Our human (catalog# SPR-322) and mouse (catalog# SPR-324) alpha synuclein PFFs seed endogenous alpha synuclein and have been successfully injected into mice and rats, inducing alpha synuclein pathology that spreads away from the injection site. Experimental data and images can be found on the product pages.

On a benchtop at room temperature, amyloid beta fibrils are quite stable through a freeze-thaw cycle and for weeks in their acidic buffer. Amyloid beta oligomers are stable through a freeze-thaw and maintain their size throughout size-exclusion chromatography.

Amyloid beta fibrils require sonication before experiments. Although they are soluble in their acidic buffer, the amyloid beta fibrils tend to aggregate when introduced to neutral buffers and become insoluble. In this case we recommend sonicating immediately prior to experimental use. Amyloid beta oligomers do not require sonication.

These are disordered proteins that exist in equilibrium. Unfortunately, monomers cannot be removed from oligomer and fibril preps because monomers aggregate readily on filters. Thus, there is likely still some monomer present in these preparations, however, the amount is difficult to quantify since SDS breaks down aggregates into monomers. The Western blot images on our website show the monomer, oligomer, and fibril preps run at the same concentration, and there is less than 5% of the monomer signal left in the oligomer and fibril preps, even in the presence of SDS (which breaks aggregates down into monomers).

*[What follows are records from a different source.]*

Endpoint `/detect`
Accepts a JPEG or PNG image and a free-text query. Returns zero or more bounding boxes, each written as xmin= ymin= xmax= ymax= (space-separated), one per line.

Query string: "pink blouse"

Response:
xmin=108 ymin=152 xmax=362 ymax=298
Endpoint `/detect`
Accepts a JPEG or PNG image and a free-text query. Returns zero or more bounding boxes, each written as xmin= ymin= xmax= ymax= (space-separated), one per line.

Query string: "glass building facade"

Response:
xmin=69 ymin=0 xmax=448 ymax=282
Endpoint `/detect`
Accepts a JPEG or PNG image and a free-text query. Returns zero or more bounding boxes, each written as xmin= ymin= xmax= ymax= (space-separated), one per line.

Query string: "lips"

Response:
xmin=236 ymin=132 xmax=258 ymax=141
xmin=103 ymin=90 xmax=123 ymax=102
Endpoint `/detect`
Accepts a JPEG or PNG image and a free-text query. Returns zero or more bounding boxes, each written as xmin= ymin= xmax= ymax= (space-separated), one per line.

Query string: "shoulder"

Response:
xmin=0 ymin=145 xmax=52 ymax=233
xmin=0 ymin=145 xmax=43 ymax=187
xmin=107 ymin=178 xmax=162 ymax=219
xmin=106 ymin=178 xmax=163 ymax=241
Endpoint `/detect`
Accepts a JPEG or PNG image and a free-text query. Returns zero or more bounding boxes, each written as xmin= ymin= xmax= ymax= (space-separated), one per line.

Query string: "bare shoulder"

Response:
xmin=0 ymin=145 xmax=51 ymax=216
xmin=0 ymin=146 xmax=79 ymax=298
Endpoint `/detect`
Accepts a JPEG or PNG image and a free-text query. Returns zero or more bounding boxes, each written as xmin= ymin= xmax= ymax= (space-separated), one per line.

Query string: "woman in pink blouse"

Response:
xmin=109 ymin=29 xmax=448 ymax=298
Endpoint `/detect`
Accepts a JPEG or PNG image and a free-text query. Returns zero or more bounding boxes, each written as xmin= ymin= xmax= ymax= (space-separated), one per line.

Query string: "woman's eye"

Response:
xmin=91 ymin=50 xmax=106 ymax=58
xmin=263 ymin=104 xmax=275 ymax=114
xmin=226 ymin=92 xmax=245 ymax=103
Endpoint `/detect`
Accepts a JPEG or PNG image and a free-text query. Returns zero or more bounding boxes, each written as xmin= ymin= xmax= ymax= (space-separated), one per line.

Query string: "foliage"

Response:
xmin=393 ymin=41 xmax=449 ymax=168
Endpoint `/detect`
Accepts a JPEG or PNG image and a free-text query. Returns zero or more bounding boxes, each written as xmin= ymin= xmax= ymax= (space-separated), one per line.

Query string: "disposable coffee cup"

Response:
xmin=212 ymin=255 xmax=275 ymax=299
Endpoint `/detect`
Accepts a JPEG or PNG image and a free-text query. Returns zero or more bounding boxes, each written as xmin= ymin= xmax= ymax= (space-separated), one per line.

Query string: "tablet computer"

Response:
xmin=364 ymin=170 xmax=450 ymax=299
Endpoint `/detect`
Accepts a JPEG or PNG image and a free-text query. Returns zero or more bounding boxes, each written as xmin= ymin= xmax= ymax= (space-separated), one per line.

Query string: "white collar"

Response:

Tau (K18) P301L Mutant PFFs (catalog # SPR-330) have been validated for inducing tau phosphorylation and aggregation in P301L mouse hippocampus nine weeks post-injection. More details on the experiments can be found on the product page.

Yes, we offer several hyper-phosphorylated tau monomers and fibrils expressed in Baculovirus/Sf9. Theese include: wild-type tau monomers (catalog# SPR-496) and PFFs (catalog#SPR-498), and tau P301S mutant monomers (catalog# SPR-473) and PFFs (catalog#SPR-471). Mass spectrometry analysis has shown up to 20 phosphorylated sites for Baculovirus-expressed wild-type tau, and 38 phosphorylated sites for the Baculovirus-expressed P301S mutant tau. Additionally, we offer tau P301S mutant monomers (catalog# SPR-515) and PFFs (catalog# SPR-516) expressed in CHO cells that are N-glycosylated and hyper-phosphorylated.